There is a reason for these garbled messages. People are afraid to ask for what they want. Their internal self-talk goes something like this:
“If I ask for what I want, and the other person will either say that I can’t have it or start to argue with me. So then, I will feel less rejection if I don’t boldly state my case”.
This feeling of rejection is almost too overwhelming for these people to face.
It is painful to feel rejection and most of us will go out of our way to avoid it. One of life’s important lessons is to learn that people will say yes and no to us. If we live our lives to secure a yes every time we ask for something, we will cripple our ability to fully realize our desires. In addition to short changing ourselves, we will confuse our colleagues and live in quiet frustration. The problem for many is that they confuse rejection of their ideas and requests with rejection of themselves. We must come to realize that when someone says no to us it does not automatically taint our total existence.
Beth was a longtime employee in her company and the recipient of much praise for her loyalty. Her faithful service however was not reflected in her pay check. Beth was a compliant person and not given to making waves. She did however feel compelled to request a pay raise and suffered greatly as she contemplated approaching her boss. After much anguish she mustered up the courage to request a meeting. Instead of getting directly to the point, she confused her boss by launching a mini campaign of petty complaints, hoping that he would get the message that she wanted more money.

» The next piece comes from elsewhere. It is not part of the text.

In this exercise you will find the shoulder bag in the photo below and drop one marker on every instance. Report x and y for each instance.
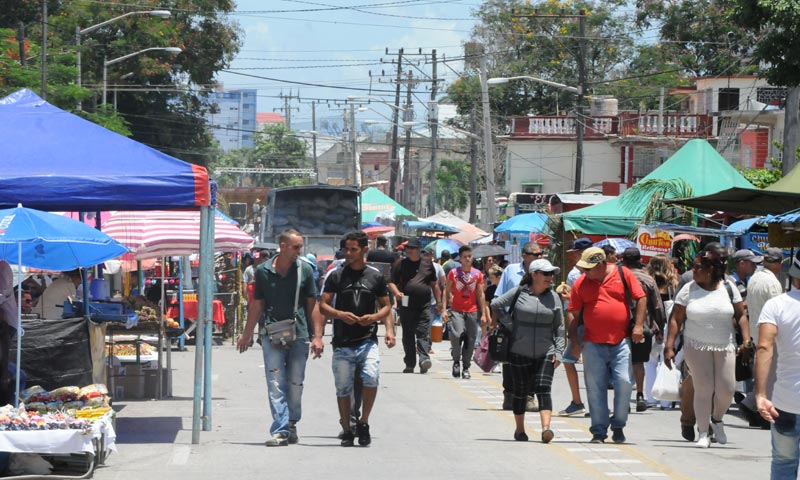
(500, 338)
(282, 333)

To clearly state her request was more than she could tolerate. Beth couldn’t face the idea of being turned down so she masked her real message with a lot of “staged grumpiness”. After probing more deeply her boss was able to extract her real concern and willingly agreed to increase her pay, even apologizing for the delay in doing so. This story has a happy ending because someone could see through all the emotional noise and get to the real issue, even though Beth was not able to do so.

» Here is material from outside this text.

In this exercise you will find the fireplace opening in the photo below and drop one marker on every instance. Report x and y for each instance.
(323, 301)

So what can you do to stop the camouflaged requests?
- With communication in the workplace, we must understand that not being direct and clear may hold back our productivity. Oblique requests often show up in the form of a question that puts the listener in the driver’s seat. A question like, “What are you doing this afternoon?” when the person really wants to say, “I’d like you to join me for coffee”, is a common way to obscure the truth. The belief here is that if you ask in an opaque way the rejection will be muted if the other person refuses to oblige.
- Write out your request of another before you present it to them so it is clear in your own mind. It is much harder for you to think clearly when your cognition is couched in an overlay of emotion. If it is too hard to speak your truth directly to another present the written request to the person concerned.
- Know that you have a right and responsibility to speak your truth and make your wishes known to your co workers as you communicate at work.
- If asking for what you need is a nagging problem affecting all aspects of your life, then additional assertiveness training and coaching is a good idea to explore.
- Life would be so much simpler and richer if we could just say what we want and want what we say. This is one time it’s okay to feel entitled. There are handsome rewards for putting our wishes out there. Making our needs clearly known will enable us to enjoy freedom and self respect. Deciding to be clear on your needs at work is the first step to creating communication in the workplace that is solid and synergistic.